0
votes

I have an AWS Lambda Function setup with a trigger from a SQS queue. Current the queue has about 1.3m messages available. According to CloudWatch the Lambda function has only ever reached 431 invocations in a given minute. I have read that Lambda supports 1000 concurrent functions running at a time, so I'm not sure why it would be maxing out at 431 in a given minute. As well it looks like my function only runs for about 5.55s or so on average, so each one of those 1000 available concurrent slots should be turning over multiple times per minute, therefor giving a much higher rate of invocations.

How can I figure out what is going on here and get my Lambda function to process through that SQS queue in a more timely manner?

1
Just checking -- are you using the brand new "SQS to Lambda" functionality? Are you saying that Lambda eventually gets triggered (but takes some time), or that it never gets triggered? Is that CloudWatch metric a SUM() or an AVG()? - John Rotenstein
@JohnRotenstein Yes. I think eventually it gets triggered. But currently I'm adding items to the queue faster than they are getting triggered with Lambda. I'm not sure if it's sum or average. One other note, at one point when messing around with things today, my average duration for the Lambda function dropped below 500ms, and the number of invocations per minute shot up to like 18k or so per minute. I THINK it was due to a bug in my code that I was testing because I realized it wasn't totally working correctly. But it seems like there is a correlation between duration and invocations. - Charlie Fish
The documentation seems to imply that the process is adaptive. How long has this been running? - Michael - sqlbot
What I actually intended to ask was how long the SQS/Lambda integration had been configured (running was not the best choice of word), since the docs seem to suggest that it is adaptive. How many messages do you typically see "in flight" for the queue in the SQS console or in CloudWatch? - Michael - sqlbot
I was able to confirm that "inflight" as used in that blog post does not mean the same thing as inflight from the SQS Developer Guide. The post may get a refresh to clarify. Scaling should be happening. Note that the 1000 concurrency limit is per region, not per function, so if you have other functions also running, you might be hitting that regional limit and need to ask for an increase. - Michael - sqlbot

1 Answers

0
votes

The 1000 concurrent connection limit you mention assumes that you have provided enough capacity.

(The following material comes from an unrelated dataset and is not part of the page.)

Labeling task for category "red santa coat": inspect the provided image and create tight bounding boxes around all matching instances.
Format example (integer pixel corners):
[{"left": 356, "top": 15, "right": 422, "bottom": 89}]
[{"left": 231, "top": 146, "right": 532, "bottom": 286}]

Take a look at this, particularly the last bit. https://docs.aws.amazon.com/lambda/latest/dg/vpc.html

If your Lambda function accesses a VPC, you must make sure that your VPC has sufficient ENI capacity to support the scale requirements of your Lambda function. You can use the following formula to approximately determine the ENI capacity.

Projected peak concurrent executions * (Memory in GB / 3GB)

Where:

Projected peak concurrent execution – Use the information in Managing Concurrency to determine this value.

Memory – The amount of memory you configured for your Lambda function.

The subnets you specify should have sufficient available IP addresses to match the number of ENIs.

We also recommend that you specify at least one subnet in each Availability Zone in your Lambda function configuration. By specifying subnets in each of the Availability Zones, your Lambda function can run in another Availability Zone if one goes down or runs out of IP addresses.

Also read this article which points out many things that might be affecting you: https://read.iopipe.com/5-things-to-know-about-lambda-the-hidden-concerns-of-network-resources-6f863888f656

As a last note, make sure your SQS Lambda trigger has a batchSize of 10 (max available).